I didn't know this story. I take it that this is a significant story of compassion and forgiveness. But to point it out as if it was the semi-divine character of The Prophet that stayed God's hand - like the normal and obvious thing to have done was to have beseeched the angel to raze the place to the ground - seemed like sophistry. I would not have wanted to see the destruction of a whole city either, even if a few of it's inhabitants had cruelly abused me. And I'm not a prophet. That's because I know bigotry is limited to the ignorant and insecure and is ultimately only going to lead to defeat. The Jews know this. They do not burn with desire for the destruction of Germany. They can tell the difference.

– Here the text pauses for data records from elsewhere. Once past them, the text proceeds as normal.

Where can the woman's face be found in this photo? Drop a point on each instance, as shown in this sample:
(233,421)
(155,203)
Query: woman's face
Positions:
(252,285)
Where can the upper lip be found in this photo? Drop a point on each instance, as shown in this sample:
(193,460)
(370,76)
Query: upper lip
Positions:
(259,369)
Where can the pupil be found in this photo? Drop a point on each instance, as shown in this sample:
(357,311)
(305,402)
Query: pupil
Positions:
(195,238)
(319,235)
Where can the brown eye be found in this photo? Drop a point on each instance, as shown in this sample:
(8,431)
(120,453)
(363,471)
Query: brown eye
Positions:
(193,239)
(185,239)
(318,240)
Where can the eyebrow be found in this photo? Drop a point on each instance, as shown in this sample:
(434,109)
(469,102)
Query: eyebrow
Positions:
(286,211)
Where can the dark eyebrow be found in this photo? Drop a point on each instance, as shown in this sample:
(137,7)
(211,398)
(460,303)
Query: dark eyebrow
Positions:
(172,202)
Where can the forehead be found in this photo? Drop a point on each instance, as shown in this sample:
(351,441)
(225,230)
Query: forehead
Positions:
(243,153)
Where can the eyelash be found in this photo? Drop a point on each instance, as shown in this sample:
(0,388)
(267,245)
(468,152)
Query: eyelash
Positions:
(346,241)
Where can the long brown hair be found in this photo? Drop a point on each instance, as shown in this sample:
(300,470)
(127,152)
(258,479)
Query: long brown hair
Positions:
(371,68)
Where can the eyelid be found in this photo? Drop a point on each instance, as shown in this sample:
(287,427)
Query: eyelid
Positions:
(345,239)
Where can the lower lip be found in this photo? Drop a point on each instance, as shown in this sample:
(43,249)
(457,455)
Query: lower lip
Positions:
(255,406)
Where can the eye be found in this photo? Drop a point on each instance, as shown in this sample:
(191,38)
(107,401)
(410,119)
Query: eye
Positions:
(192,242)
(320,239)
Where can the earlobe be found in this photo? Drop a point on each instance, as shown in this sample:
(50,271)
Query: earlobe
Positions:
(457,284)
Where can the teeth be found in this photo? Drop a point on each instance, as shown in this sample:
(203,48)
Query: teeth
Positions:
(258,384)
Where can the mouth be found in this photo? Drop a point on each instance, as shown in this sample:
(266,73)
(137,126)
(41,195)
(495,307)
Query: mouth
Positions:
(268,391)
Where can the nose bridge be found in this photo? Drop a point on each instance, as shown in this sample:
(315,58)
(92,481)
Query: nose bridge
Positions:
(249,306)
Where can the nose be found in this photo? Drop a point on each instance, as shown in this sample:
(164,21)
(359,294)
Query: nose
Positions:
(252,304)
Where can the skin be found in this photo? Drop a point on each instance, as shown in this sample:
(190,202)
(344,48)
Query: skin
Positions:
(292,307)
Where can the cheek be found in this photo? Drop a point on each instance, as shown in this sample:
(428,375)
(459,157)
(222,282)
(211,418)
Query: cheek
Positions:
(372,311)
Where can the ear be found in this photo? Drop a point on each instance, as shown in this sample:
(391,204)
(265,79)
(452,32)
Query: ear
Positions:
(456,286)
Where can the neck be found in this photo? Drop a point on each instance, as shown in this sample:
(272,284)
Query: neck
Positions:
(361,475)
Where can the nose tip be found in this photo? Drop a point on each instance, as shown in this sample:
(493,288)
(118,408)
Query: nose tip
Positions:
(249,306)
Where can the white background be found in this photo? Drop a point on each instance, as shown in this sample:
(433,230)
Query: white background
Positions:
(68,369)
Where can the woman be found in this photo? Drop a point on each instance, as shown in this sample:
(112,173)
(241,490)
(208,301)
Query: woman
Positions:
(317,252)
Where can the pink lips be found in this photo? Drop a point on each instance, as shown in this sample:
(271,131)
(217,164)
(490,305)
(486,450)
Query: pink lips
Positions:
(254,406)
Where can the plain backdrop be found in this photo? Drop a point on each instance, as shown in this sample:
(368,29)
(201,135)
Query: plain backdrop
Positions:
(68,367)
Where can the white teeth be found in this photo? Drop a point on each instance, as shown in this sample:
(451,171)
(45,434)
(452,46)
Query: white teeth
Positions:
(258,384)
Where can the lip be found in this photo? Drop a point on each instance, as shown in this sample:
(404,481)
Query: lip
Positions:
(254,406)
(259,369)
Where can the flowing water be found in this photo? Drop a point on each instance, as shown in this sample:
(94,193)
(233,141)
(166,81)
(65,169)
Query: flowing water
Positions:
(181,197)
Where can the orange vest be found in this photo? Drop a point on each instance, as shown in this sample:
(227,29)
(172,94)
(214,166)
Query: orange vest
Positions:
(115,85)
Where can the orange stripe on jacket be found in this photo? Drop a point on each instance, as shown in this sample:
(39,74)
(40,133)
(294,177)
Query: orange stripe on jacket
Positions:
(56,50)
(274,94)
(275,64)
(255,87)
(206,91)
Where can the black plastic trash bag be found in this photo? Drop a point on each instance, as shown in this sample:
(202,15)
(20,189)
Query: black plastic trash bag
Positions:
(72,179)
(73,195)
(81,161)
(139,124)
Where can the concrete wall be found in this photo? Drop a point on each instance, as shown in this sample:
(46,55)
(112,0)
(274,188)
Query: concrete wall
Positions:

Then I went to the second hand shop to look at a bookcase (which was knackered as it turns out). Inside is a man of east mediterranean extraction ranting about how he hates the Poles. He went so far as to say that Hitler had the right idea invading them. I didn't stay to hear the rest of his sermon. Nevertheless I could deduce he clearly has the idea that any mass extermination of a swathe of people who belong to a group a member of whom has recently pissed you off, is perfectly reasonable - like Hitler was some kind of personal valet-cum-bodyguard working to clear the park of oiks so you could picnic in peace. No suggestion that when - to paraphrase Pastor Martin Niemöller - they have finished with whichever group it is you detest they won't march right on and get you as well.

In the mainly Mirpuri area of Gladstone Street there was, for about four days, an abusive anti-Polish slogan on the side of a Muslim grocery store. This is what New England is like (no irony and no bullshit, that's where I live). I wonder if so many people from so many disparate countries and cultures end up in "New" England precisely because it sounds like an invitation to a reconstruction. I plan to write a book this place though. But I'll just stick with the blog for now.

Incidentally, whilst I'm writing this XTC's "No Thugs In Our House" just came on the stereo. The beauty of random shuffle.